A coding agent (Claude Code, Cursor, an in-house agent over an LLM) has two ways to read and write a Hadron memory:

  1. The hadron CLI — the agent shells out: hadron node get <urn>, hadron node add, hadron edge ls <urn>, …
  2. The h-* MCP tools — the agent calls h-read-node, h-find-nodes, h-add-node, … over the Model Context Protocol.

Both speak to the same Hadron server over the same GraphQL API and return the same content. A node read through hadron node get and the same node read through h-read-node carry the same bytes of payload. So the choice is rarely about capability — it's about what the access costs the agent, and the currency that matters most is context-window tokens.

This page explains the trade-off and gives a decision rule. For the command surface and the tool surface themselves, see hadron CLI and MCP tools; for which credential each path uses, see Authentication.

The short answer

Your session looks like… Reach for
A one-off read — pull one node, check one fact, then move on CLI, plain text.

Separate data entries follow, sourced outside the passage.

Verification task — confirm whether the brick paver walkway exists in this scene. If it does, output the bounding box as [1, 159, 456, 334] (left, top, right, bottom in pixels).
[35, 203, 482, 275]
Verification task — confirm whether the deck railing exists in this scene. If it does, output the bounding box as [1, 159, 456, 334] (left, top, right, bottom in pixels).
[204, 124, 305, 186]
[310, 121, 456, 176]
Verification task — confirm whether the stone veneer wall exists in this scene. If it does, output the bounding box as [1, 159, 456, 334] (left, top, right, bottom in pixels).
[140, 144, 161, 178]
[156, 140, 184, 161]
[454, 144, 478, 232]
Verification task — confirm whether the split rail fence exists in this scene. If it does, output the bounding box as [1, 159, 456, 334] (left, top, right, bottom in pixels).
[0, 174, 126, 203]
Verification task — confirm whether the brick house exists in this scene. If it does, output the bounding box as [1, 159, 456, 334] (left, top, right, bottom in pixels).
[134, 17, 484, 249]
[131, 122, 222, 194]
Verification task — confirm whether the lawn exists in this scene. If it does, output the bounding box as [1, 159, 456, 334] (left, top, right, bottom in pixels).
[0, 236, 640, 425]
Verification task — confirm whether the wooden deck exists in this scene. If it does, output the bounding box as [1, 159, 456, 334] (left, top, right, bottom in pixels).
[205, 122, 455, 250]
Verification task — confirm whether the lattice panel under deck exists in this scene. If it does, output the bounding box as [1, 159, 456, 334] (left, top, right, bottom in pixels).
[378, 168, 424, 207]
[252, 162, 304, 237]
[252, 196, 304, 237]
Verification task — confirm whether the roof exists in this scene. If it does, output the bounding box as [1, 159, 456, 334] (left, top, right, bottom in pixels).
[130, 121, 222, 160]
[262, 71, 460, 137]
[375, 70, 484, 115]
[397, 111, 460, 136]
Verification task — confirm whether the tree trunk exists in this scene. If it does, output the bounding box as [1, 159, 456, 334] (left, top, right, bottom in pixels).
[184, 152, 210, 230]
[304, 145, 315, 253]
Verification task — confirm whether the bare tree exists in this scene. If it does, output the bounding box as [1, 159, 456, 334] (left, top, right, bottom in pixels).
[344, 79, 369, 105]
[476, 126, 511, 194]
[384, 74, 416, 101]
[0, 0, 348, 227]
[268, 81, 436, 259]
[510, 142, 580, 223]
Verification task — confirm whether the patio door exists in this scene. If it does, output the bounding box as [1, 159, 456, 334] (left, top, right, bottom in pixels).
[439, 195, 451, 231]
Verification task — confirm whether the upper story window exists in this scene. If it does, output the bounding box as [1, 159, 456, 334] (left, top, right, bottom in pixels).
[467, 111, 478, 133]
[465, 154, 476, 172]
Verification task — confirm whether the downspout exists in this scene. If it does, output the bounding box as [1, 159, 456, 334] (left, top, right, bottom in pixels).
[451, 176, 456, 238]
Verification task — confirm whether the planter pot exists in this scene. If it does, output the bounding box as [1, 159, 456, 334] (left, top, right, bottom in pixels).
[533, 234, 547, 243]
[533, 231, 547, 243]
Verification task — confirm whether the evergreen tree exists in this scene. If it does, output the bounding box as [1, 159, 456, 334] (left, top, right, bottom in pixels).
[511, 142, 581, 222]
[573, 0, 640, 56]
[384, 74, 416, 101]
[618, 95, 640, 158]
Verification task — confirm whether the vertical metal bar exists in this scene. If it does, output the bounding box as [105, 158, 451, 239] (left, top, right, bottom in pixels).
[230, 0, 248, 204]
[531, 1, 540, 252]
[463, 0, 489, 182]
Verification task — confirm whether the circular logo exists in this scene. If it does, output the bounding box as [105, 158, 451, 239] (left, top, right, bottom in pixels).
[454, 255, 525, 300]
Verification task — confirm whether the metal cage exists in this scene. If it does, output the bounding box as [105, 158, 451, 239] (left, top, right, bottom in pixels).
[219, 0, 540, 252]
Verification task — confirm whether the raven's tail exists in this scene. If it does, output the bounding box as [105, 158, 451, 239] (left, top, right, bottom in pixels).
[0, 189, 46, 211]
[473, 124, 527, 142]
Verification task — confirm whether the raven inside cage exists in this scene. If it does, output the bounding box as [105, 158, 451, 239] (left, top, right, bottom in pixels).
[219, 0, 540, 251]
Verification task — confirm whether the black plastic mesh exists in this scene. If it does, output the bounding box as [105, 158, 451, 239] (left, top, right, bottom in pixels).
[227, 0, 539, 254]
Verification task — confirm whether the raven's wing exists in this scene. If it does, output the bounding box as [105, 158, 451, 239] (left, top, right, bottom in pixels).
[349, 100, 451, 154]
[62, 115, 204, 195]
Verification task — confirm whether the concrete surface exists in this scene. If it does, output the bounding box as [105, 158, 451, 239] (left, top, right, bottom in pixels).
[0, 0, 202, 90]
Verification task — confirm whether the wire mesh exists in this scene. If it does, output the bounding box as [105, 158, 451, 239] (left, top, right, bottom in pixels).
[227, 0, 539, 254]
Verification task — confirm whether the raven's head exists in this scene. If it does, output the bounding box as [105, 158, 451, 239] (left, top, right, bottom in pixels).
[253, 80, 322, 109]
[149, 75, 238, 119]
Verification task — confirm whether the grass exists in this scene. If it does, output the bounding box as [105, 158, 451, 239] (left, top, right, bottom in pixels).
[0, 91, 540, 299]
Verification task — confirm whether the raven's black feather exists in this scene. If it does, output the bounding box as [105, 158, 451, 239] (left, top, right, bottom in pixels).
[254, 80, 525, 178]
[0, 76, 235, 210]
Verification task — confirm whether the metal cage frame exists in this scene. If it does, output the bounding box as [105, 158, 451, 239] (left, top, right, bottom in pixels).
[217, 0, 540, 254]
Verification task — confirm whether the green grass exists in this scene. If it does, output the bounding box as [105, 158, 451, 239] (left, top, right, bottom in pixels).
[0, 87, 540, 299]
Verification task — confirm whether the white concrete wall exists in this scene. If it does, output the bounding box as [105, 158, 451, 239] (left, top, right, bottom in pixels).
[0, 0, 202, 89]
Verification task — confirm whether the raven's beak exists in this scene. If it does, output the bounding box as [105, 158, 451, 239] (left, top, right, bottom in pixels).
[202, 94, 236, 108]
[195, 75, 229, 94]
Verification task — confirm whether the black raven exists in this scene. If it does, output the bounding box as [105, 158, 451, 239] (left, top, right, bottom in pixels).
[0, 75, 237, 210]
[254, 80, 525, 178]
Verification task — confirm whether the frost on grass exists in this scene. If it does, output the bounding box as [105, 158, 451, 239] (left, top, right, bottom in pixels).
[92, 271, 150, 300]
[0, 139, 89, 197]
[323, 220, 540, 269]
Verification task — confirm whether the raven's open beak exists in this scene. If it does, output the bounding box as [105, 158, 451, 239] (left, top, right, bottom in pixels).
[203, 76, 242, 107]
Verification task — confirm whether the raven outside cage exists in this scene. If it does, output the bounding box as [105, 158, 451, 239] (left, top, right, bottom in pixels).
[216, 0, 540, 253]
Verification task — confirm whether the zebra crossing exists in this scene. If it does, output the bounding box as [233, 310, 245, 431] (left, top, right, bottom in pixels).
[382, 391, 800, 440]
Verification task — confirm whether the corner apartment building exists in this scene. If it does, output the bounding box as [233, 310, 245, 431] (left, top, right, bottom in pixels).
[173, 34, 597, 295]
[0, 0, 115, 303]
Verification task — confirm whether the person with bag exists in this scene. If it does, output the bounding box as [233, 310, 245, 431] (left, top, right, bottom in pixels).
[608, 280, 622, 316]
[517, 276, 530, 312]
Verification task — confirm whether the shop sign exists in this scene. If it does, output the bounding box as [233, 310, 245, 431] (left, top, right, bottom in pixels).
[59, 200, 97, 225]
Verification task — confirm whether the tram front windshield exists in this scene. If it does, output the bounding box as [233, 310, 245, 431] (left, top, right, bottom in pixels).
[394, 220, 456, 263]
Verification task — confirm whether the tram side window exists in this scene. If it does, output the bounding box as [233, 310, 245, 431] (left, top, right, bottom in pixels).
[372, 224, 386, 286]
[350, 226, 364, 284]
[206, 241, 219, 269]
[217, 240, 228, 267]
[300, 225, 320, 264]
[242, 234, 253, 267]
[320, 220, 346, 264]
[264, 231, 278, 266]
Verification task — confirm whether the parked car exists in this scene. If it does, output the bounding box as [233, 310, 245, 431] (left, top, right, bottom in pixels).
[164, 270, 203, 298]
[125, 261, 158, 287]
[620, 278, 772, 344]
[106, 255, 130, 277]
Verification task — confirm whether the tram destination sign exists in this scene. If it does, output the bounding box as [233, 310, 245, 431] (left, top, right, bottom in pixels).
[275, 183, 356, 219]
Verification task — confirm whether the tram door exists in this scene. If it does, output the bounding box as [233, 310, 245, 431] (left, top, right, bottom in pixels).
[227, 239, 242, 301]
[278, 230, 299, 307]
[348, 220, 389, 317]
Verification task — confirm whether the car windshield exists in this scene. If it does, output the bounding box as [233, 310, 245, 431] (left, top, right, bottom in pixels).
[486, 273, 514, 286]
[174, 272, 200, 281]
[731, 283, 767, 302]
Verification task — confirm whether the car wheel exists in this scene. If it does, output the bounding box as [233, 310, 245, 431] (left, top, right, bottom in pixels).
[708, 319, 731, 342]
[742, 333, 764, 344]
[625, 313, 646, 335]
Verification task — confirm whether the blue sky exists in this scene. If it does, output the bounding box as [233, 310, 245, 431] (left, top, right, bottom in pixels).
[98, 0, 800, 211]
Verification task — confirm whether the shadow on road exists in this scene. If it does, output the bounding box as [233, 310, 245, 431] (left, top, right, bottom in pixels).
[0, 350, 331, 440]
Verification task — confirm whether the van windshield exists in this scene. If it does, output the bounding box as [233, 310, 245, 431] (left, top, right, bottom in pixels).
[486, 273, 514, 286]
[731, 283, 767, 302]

Lowest token footprint, zero setup.
Many reads/writes across the Hadron graph in one session — traverse edges, add nodes, validate MCP. The native, structured path; its fixed cost amortizes.
You need to parse fields programmatically (loc, tags, edge targets) Either — CLI --json to pipe through jq, or MCP for already-structured results.
You're in a token-constrained context and the host loads every MCP tool up front CLI — it adds no resident tool-schema tax (see below).

The rest of this page is why.

The two paths, briefly

CLI. The agent runs a shell command through its Bash tool. Authentication is a one-time hadron auth login; the token lives in the OS keychain and every later invocation is already signed in. Output is human-readable text by default, or machine-readable JSON with --json. It is one tool (Bash) the agent already has, driving a self-documenting binary (hadron agentic-usage, hadron <cmd> --help).

MCP. The agent calls a Hadron tool directly. Authentication rides the MCP connection (OAuth or an API key configured once in the host). Results come back in a fixed, agent-oriented format. There are around thirty h-* tools covering memory ops, node/edge CRUD, sessions, validation, actions, and chat.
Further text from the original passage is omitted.